At age 19, she was recruited for a clinical trial after struggling with vision during college. After going through the initial interviews and assessments, she was approved as a clinical trial participant. Sarah said the doctors clearly explained all the details and risks of the trial and that it was an experimental procedure primarily aimed at testing safety. The decision whether to move forward was left to Sarah and her family. “There wasn’t a whole lot of talking with my parents about it,” she said. “We knew things weren’t going to get any better if I didn’t participate, and I could be a part of helping [research advance].

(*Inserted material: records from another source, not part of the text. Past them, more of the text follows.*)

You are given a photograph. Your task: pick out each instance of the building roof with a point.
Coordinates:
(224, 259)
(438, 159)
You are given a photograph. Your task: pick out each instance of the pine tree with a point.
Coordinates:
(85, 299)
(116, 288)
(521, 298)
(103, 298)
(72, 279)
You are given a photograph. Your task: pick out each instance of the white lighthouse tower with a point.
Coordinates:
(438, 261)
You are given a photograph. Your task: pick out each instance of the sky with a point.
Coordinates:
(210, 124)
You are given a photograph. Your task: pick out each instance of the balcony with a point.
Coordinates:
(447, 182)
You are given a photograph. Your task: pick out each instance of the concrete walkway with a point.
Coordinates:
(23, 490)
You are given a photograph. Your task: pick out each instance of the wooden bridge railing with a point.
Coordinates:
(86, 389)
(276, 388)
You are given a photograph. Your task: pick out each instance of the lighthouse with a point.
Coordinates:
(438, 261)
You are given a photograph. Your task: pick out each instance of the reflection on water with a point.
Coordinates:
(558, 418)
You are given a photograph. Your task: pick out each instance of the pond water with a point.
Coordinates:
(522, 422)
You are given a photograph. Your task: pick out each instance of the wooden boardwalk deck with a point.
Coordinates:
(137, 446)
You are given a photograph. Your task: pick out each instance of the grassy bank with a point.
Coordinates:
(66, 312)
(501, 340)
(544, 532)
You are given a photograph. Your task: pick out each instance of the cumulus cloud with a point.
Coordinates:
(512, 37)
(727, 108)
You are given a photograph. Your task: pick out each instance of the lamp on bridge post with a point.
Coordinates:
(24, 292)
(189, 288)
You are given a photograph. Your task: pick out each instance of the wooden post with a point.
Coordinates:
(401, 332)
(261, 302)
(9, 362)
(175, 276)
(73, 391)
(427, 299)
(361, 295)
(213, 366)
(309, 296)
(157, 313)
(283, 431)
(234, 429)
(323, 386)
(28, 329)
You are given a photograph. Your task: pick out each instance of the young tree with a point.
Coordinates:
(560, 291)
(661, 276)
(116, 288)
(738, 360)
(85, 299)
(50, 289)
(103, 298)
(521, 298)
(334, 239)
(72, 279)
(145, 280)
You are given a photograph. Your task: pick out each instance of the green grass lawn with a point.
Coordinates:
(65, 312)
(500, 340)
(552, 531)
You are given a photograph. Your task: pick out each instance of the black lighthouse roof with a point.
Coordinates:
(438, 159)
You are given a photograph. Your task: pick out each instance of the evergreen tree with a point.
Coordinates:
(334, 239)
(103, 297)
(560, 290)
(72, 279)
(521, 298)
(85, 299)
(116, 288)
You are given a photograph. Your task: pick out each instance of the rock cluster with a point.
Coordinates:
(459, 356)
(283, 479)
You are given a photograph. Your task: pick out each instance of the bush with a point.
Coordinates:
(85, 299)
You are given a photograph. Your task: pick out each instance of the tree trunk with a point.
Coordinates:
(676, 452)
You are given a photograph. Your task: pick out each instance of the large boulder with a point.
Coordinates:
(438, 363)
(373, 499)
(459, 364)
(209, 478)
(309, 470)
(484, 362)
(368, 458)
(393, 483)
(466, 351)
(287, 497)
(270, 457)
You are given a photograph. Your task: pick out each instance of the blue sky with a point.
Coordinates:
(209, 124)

To facilitate Sarah’s participation in the clinical trial, logistics were carefully arranged around her college schedule. It was toward the end of her senior year that her family drove her from Iowa to the University of Florida, where she underwent her first gene therapy surgery at age 23, describing it as terrifying but perfect.
The pre-operative steps included bloodwork and other standard preparations. During the surgery, Sarah was awake—a protocol that has since changed, with patients now put under general anesthesia. Post-surgery, she had a significant moment when she was able to read a giant letter “A” on a card, confirming that the surgery hadn’t worsened her vision. Over time, she noticed a new visible area in her field of vision, referred to as a “headlight,” which was a significant improvement.
Sarah’s recovery involved staying in Florida for a month with her family, with frequent follow-up visits stretching out from monthly to annually. Her clinical trial team remained in contact with her years after the trial formally ended. Fourteen years later, after LUXTURNA® was FDA-approved, she received the gene therapy at the University of Iowa, which improved her vision. Now in her 40s, Sarah’s primary goal is to maintain the stability of her vision. She summarized her clinical trial and gene therapy experiences, saying, “It was a long time ago now, but it was a very cool experience. All of it!”